Fannie Mae HomeReady started as a first time homebuyer thing, but it's kind of morphed over time.

Info overload time: Intro commercial for context, Screenshot one (you can now own other real estate), screenshot two (risk-based interest rate bumps… waived), and Fannie Mae LLPAs (list of risk-based interest rate bumps). Note the date in screenshot one, and on the LLPA one that is actually a list of discount point bumps to hold constant the rate, not rate bumps directly.

Slowing down…

There will of course be PMI if you put <20% down. Reading between the lines, my interpretation is that there are circumstances Fannie Mae would rather have the insurance policy (recall what PMI stands for) than your 20% down, and so they will incentivize you to do just that.

PMI at 95% LTV with a 640 FICO might be 2.15% (FHA often makes sense for these folks because it is 0.85% regardless of FICO), but at 85%-80.01% LTV with a 760 FICO it might be at 0.19%. If you have a 719 FICO @ 85% LTV, it might come in at .27%.

If your LLPAs (from the link above) add up to more than about 1.5% to discount points (example scenario: 715 FICO + Condo), that might translate to about 0.375% to rate, which is a larger bump than 0.27% to PMI, which might actually make 85% LTV a better deal than 80% LTV. Especially when you consider that the .27% to PMI drops off at some point, but a 30 year fixed rate that's 0.375% higher is… just that, it's fixed at .375% higher for the life of the loan.

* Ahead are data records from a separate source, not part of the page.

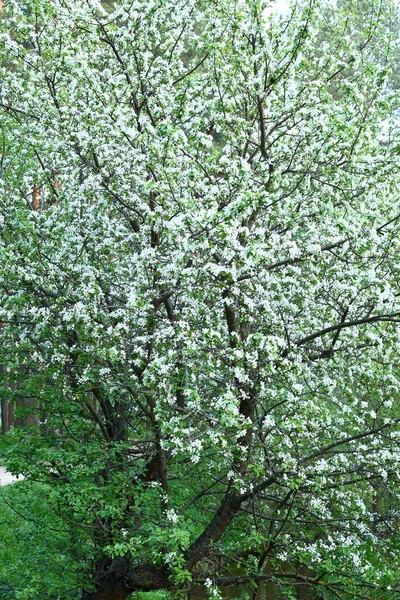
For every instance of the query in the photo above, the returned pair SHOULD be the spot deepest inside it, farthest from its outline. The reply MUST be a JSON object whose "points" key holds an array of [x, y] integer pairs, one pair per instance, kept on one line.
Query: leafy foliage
{"points": [[202, 312]]}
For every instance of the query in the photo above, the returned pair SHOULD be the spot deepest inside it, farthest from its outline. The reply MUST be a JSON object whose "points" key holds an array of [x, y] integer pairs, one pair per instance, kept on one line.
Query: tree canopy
{"points": [[199, 290]]}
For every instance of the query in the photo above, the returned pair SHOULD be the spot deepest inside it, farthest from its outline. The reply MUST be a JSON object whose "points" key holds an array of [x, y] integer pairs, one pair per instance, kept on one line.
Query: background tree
{"points": [[206, 313]]}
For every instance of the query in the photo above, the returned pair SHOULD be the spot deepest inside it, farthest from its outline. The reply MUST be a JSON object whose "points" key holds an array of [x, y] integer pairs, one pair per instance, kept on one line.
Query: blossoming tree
{"points": [[202, 310]]}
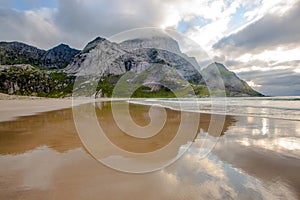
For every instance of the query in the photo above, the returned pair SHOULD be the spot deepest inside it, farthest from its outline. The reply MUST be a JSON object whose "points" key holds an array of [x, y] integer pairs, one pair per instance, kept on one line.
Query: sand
{"points": [[42, 157], [13, 106]]}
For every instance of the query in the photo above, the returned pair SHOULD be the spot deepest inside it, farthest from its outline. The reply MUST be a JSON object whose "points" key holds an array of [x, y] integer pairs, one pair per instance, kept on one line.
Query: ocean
{"points": [[286, 107]]}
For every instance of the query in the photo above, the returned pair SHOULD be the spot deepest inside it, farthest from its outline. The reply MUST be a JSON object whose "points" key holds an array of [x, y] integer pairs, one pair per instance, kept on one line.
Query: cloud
{"points": [[28, 27], [274, 82], [269, 32], [77, 22]]}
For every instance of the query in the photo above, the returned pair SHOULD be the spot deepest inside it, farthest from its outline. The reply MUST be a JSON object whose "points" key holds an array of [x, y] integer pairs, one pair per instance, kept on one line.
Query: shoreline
{"points": [[12, 106]]}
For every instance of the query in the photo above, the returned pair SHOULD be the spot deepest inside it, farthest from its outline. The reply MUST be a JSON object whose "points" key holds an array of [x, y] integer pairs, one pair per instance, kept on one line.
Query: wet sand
{"points": [[42, 157]]}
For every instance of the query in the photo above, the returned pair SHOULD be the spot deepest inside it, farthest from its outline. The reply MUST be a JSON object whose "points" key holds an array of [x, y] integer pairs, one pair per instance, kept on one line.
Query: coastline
{"points": [[13, 106]]}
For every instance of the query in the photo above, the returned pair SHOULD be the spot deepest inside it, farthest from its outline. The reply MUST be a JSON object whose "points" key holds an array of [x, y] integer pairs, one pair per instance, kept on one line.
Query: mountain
{"points": [[20, 53], [58, 57], [155, 63], [145, 67]]}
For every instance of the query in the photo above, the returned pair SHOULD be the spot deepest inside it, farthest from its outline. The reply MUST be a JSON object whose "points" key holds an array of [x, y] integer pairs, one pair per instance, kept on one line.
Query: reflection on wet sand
{"points": [[56, 130], [52, 129], [43, 158]]}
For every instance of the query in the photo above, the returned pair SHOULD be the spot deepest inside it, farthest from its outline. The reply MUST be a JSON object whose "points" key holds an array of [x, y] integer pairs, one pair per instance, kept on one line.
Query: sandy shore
{"points": [[12, 106]]}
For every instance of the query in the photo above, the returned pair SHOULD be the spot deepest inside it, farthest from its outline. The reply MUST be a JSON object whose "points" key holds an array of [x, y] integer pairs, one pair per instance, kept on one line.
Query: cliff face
{"points": [[23, 79], [19, 53]]}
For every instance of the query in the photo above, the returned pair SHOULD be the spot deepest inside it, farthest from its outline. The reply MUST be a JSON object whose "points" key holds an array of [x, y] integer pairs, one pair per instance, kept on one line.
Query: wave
{"points": [[262, 107]]}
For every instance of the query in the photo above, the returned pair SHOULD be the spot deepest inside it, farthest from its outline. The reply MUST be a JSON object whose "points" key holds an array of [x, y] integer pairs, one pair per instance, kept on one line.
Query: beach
{"points": [[42, 156]]}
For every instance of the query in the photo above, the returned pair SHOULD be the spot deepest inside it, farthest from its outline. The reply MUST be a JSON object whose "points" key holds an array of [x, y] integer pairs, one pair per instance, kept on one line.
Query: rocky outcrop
{"points": [[20, 53], [58, 57], [156, 63], [23, 79]]}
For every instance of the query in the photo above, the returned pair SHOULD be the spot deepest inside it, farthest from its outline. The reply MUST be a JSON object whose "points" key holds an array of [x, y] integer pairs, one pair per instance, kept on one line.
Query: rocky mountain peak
{"points": [[92, 44]]}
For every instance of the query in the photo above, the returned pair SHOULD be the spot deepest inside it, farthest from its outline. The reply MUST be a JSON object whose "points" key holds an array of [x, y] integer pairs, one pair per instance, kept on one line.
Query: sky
{"points": [[257, 39]]}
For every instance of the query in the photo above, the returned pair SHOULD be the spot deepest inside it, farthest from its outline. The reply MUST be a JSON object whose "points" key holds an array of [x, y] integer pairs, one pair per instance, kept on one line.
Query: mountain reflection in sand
{"points": [[42, 157]]}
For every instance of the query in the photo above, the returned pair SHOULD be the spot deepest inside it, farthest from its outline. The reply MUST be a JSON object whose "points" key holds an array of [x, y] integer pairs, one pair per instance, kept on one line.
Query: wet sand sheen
{"points": [[42, 157]]}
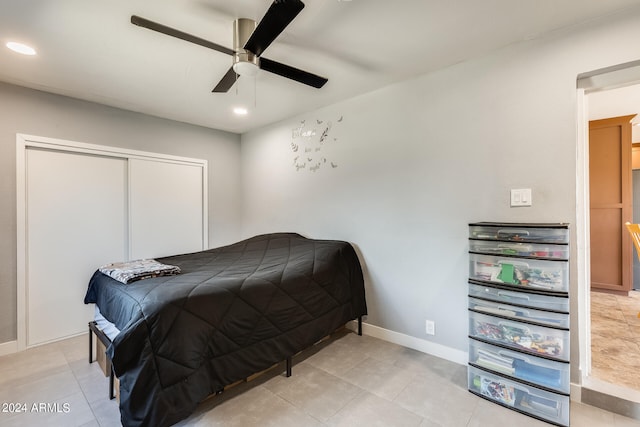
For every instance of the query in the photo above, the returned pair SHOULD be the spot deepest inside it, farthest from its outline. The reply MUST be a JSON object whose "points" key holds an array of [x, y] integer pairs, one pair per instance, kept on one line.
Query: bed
{"points": [[230, 312]]}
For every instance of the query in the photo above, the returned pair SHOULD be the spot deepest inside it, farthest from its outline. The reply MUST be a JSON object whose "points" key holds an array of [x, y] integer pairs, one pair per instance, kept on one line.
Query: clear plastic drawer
{"points": [[549, 318], [550, 374], [527, 399], [535, 233], [533, 339], [520, 249], [518, 297], [542, 275]]}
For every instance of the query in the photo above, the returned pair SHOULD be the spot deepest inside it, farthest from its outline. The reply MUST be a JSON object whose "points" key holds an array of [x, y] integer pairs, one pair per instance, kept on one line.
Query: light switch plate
{"points": [[521, 197]]}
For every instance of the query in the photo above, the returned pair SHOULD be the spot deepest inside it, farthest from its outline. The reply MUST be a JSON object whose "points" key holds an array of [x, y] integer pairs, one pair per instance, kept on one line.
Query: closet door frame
{"points": [[25, 142]]}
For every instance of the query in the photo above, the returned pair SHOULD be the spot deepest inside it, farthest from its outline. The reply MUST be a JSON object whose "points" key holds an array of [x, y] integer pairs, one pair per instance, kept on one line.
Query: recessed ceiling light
{"points": [[240, 111], [21, 48]]}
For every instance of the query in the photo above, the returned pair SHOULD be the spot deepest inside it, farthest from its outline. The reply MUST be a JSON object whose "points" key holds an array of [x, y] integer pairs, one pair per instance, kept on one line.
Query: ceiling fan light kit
{"points": [[245, 63], [249, 41]]}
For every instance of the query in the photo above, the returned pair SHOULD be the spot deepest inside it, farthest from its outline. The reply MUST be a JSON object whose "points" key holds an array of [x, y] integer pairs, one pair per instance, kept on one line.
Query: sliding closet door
{"points": [[76, 221], [166, 208]]}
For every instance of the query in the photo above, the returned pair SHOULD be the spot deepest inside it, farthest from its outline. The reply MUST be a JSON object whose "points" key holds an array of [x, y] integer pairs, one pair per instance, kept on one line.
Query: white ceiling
{"points": [[90, 50]]}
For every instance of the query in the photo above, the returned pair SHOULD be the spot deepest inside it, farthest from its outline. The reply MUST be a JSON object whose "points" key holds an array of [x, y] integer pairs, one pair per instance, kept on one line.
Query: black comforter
{"points": [[233, 311]]}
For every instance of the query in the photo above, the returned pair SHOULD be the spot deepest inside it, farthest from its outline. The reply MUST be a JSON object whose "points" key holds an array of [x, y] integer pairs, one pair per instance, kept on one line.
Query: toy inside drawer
{"points": [[519, 297], [548, 318], [515, 233], [520, 249], [533, 339], [550, 374], [528, 399], [545, 275]]}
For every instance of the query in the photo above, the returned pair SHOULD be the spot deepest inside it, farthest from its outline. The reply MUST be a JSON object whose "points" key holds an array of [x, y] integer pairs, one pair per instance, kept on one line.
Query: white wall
{"points": [[418, 161], [38, 113]]}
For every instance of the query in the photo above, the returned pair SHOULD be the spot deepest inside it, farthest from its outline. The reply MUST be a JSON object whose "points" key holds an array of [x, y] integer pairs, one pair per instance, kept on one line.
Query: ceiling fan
{"points": [[249, 42]]}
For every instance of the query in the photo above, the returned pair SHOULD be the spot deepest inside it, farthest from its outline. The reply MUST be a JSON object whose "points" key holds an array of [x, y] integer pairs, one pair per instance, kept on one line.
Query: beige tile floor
{"points": [[615, 338], [346, 381]]}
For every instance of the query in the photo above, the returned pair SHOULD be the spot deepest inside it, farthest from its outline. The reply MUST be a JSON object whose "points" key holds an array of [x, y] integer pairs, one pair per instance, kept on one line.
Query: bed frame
{"points": [[104, 339]]}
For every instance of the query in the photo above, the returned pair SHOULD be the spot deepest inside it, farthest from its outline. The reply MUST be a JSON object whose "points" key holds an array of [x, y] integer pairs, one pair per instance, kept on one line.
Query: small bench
{"points": [[93, 329]]}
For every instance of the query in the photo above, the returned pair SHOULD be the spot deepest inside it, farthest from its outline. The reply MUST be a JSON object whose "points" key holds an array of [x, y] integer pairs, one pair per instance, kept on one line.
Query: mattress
{"points": [[104, 325], [233, 311]]}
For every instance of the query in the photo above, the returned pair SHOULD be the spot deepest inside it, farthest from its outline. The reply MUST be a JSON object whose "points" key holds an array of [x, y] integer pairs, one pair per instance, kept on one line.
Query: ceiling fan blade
{"points": [[143, 22], [292, 73], [226, 82], [278, 16]]}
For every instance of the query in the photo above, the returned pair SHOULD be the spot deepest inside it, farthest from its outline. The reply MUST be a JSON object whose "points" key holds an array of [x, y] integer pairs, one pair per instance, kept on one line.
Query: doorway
{"points": [[591, 107]]}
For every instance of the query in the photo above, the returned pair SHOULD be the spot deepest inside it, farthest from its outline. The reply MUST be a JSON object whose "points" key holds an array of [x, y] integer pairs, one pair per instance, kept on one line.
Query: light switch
{"points": [[521, 197]]}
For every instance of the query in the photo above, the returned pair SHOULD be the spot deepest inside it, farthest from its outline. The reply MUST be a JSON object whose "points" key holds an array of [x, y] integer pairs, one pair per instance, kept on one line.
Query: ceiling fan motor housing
{"points": [[245, 63]]}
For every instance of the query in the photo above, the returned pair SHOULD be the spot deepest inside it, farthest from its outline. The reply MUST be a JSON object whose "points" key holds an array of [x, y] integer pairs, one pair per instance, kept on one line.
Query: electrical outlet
{"points": [[430, 327]]}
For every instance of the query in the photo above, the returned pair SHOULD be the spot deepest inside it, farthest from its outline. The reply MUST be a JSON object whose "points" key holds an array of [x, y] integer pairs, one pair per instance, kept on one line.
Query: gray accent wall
{"points": [[38, 113]]}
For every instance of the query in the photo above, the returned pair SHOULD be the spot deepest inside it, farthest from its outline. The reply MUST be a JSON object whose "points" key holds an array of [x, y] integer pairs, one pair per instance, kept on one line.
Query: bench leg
{"points": [[288, 363], [90, 344], [112, 394]]}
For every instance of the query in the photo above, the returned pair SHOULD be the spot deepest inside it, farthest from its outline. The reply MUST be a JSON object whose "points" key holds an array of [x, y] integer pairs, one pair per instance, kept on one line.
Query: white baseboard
{"points": [[434, 349], [8, 348]]}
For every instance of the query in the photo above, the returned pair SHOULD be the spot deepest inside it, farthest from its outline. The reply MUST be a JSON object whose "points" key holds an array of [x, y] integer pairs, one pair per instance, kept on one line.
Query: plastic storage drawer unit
{"points": [[501, 294], [544, 373], [537, 274], [531, 400], [526, 337]]}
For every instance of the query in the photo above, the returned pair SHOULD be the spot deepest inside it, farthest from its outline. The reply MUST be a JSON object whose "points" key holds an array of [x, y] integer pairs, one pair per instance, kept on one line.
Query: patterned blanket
{"points": [[131, 271]]}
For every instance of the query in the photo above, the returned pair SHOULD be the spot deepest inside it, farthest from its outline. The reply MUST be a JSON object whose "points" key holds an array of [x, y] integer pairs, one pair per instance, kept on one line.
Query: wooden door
{"points": [[611, 201]]}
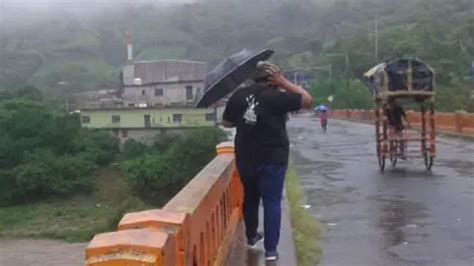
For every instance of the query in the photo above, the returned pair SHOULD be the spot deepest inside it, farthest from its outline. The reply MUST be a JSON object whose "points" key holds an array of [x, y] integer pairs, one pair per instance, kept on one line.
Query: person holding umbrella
{"points": [[322, 111], [259, 113]]}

FICO scores of 680 to 719 are the band where this is most likely applicable, at first cut, but I think anything FICO>680 it is worth running the numbers on.

For people doing the "Nomad Strategy" (an SFR every 12 months, converting the old one into a rental), 95% LTV is now more appealing due to being able to use the HomeReady framework, which has cheaper PMI across the board (even for lenders captive to one PMI company) for LTVs over 90%. HomeReady has also recently become available for High Balance loans, so loans up to $636k in higher cost of living areas. $636k / 0.85% = $748k purchase price.

Just to make this even more complicated, it's not possible to know if HomeReady will even be available for your particular scenario until the lender has a) all your paperwork and b) a specific property identified. Limitations are in place by specific census tract. Not zip code, county, or city, but census tract. There might be 30 census tracts in a city, and your real estate agent will likely shoot you if you try to house-hunt by "only in these 14 census tracts spread out all over the city like a checkerboard."